State v. Fields, 115 Hawai‘i 503, 550, 168 P.3d 955, 1002 (2007) (Acoba, J., dissenting) (quoting State v. Sua, 92 Hawai‘i 61, 71, 987 P.2d 959, 969 (1999)) (quoting State v. Ortiz, 74 Haw. 343, 361, 845 P.2d 547, 555-56 (1993)) (citing Ohio v. Roberts, 448 U.S. 56, 65 (1980)) (other citations omitted) (emphasis in original). Petitioner argues that

[Respondent] did not call the purported declarant of the sworn statements to testify at trial. There was also no showing that the intoxilyzer supervisor was "unavailable" to be called as a witness. Instead, [Respondent] offered the sworn statements into evidence pursuant to the "public records exception to [HRE Rule] 803(b)(8)."

It is not enough that there may be indicia of reliability with respect to the hearsay involved. Sua declared that, "[a]s regards the first part of the Roberts test, we have 'remained resolute that, under the confrontation clause of the Hawai‘i Constitution, a showing of the declarant's unavailability is necessary to promote the integrity of the fact finding process and to ensure fairness to defendants.'" Sua, 92 Hawai‘i at 71, 987 P.2d at 969 (quoting State v. Lee, 83 Hawai‘i 267, 276, 925 P.2d 1091, 1100 (1996) (other citations and brackets omitted).

Thus, while HRE Rule 803 states that the exceptions set forth therein "are not excluded by the hearsay rule, even though the declarant is available as a witness[,]" "[t]he Hawaii Constitution requires [a] declarant['s] unavailability for most rule 803 hearsay admitted against [the] accused. . . . As a condition of admissibility, the prosecution must attempt to produce the declarant as a witness for face-to-face confrontation and cross-examination." Addison M. Bowman, Hawai‘i Rules of Evidence Manual § 803-1[2][A] at 8-21 (3d ed. 2006).

Third, even were the written statement considered "nontestimonial" evidence, under Fields this court must require adherence to the unavailability requirement in Sua. See Fields, 115 Hawai‘i at 512-16, 168 P.3d at 964-68. That Respondent failed to establish the unavailability of the declarant is not contested. In that regard, the 1992 case of State v. Ofa, 9 Haw.

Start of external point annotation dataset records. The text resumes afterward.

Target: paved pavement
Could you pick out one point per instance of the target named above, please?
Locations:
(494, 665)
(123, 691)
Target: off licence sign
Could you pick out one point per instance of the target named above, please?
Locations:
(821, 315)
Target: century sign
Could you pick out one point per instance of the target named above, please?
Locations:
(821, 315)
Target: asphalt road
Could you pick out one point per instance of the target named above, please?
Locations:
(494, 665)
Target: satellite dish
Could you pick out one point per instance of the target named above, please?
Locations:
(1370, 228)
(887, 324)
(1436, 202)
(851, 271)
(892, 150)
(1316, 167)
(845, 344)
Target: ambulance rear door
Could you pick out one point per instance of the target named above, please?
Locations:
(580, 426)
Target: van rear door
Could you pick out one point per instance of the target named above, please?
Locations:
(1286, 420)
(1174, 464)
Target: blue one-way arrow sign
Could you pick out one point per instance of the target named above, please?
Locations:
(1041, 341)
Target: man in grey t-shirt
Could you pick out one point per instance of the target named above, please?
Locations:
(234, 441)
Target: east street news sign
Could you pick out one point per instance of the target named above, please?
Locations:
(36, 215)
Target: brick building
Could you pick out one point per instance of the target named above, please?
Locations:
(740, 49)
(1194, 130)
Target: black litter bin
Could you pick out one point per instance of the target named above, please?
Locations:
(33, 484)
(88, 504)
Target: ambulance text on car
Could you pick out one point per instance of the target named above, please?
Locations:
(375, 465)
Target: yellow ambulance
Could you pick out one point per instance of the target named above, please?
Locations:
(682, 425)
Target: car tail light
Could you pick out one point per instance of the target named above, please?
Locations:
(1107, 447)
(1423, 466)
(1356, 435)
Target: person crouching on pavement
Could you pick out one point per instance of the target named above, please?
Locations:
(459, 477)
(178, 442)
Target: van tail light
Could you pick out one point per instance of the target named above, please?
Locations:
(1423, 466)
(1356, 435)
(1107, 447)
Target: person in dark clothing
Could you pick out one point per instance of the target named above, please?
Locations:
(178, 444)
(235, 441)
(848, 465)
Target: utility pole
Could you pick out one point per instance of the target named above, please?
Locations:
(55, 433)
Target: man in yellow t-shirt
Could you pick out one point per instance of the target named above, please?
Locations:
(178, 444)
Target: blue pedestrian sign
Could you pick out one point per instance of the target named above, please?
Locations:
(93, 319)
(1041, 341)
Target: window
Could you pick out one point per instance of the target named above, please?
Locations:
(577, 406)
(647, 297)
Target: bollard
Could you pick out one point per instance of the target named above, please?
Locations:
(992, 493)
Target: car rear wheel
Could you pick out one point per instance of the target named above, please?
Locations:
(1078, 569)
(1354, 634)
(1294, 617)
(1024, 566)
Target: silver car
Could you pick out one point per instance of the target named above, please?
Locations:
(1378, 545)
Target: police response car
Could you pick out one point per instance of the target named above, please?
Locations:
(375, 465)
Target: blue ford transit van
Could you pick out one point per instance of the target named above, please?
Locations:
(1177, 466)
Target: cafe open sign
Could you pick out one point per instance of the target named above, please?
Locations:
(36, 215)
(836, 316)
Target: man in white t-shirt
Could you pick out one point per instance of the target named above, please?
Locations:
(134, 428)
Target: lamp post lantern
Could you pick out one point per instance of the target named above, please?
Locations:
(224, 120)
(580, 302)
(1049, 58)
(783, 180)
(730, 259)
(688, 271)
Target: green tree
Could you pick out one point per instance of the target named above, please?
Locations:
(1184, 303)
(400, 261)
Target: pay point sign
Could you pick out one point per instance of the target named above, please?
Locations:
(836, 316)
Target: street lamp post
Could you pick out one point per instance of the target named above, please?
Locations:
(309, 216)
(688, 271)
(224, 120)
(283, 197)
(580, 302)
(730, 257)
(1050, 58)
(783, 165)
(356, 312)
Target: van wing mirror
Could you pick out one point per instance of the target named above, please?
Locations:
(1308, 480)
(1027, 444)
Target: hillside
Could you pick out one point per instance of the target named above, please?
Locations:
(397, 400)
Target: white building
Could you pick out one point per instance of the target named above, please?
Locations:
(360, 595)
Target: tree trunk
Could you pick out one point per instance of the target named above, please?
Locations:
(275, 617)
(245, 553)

App. 130, 828 P.2d 813 (1992), is inconsistent with both Wallace (Ofa holding a log of intoxilyzer calibrations admissible under "public records and reports exception to the hearsay rule set forth in [HRE] Rule 803(b)(8)(B)"), id. at 135, 828 P.2d at 816, and with Sua (Ofa adopting view that "unavailability analysis is a necessary part of the Confrontation Clause inquiry only when the challenged out-of-court statements were made in the course of a prior judicial proceeding"), id. at 138, 828 P.2d at 818.

Based on the foregoing I believe this case merits further review.